After a very restful night’s sleep in an air-conditioned room (this felt like a luxury!), I woke to a free breakfast provided by the hostel. It wasn’t much – toast and fresh watermelon – but it was enough to get me excited about a day exploring this World Heritage city.
I picked up a city map and decided to spend the day wandering around and looking at notable attractions in the area. The first interesting spot was Kapitan Keling Mosque, which was built in 1801 by Indian Muslim traders and is the largest historic mosque in George Town.
While strolling along looking at different architecture, I found myself near the sea in an area known as the Weld Quay Jetties. In the old days, fishermen, traders and dock workers built their homes and shops above the water on stilts. Wooden planks connected the structures to neighboring buildings and this eventually formed walkways.
I had a good time ducking in and out of the alleyways of this floating community and catching brief glimpses of local life. Despite evidence of modern conveniences like televisions and air-conditioning units, I still got a sense of nostalgia during my exploration of this area and imagined what it’d be like to live here during the 1800s.

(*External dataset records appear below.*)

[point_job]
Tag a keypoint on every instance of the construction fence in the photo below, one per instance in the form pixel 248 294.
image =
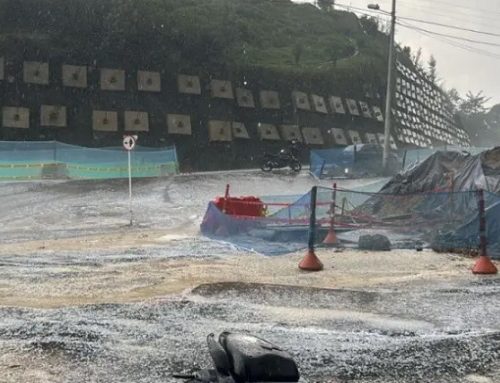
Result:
pixel 366 160
pixel 443 221
pixel 28 160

Next I visited the Sek Tong Cheah Si Seh Tek Tong Hock Haw Kong Kongsi, an ancestral temple built in the 1800s to worship two Hock Haw Kong territorial patron saints. It is a classic example of Chinese architecture but includes beautiful lions atop the roof. This was a symbol of British loyalty by the Cheah Clan, one of the oldest Hokkien clans in Penang.
Another interesting site was the Masjid Melayu Lebuh Acheh. I can only describe it as a compound as there were many buildings surrounding a mosque set within a small enclosed area away from the streets. Tengku Sheriff Syed Hussain Al-Aidid founded it in 1801 for Achehnese settlers.
In other areas of the city, I found Mahamariamman Temple, the oldest Hindu temple in George Town. Built in 1833, it’s special because of the intricate carvings of 38 gods and goddesses above the entrance on a tower. I also passed St. George’s Church, which was built in 1818 and is believed to be the oldest Anglican church in southeast Asia.
As the day proceeded into the afternoon, I rounded Fort Cornwallis, the Esplanade and city and town halls. There was supposed to be a night market in the area, but I was way too early for it. I didn’t see anyone setting up their stalls yet so I headed back to the hostel. Along the way I stopped for some pork hash, fishcake and pineapple juice before retiring for the night.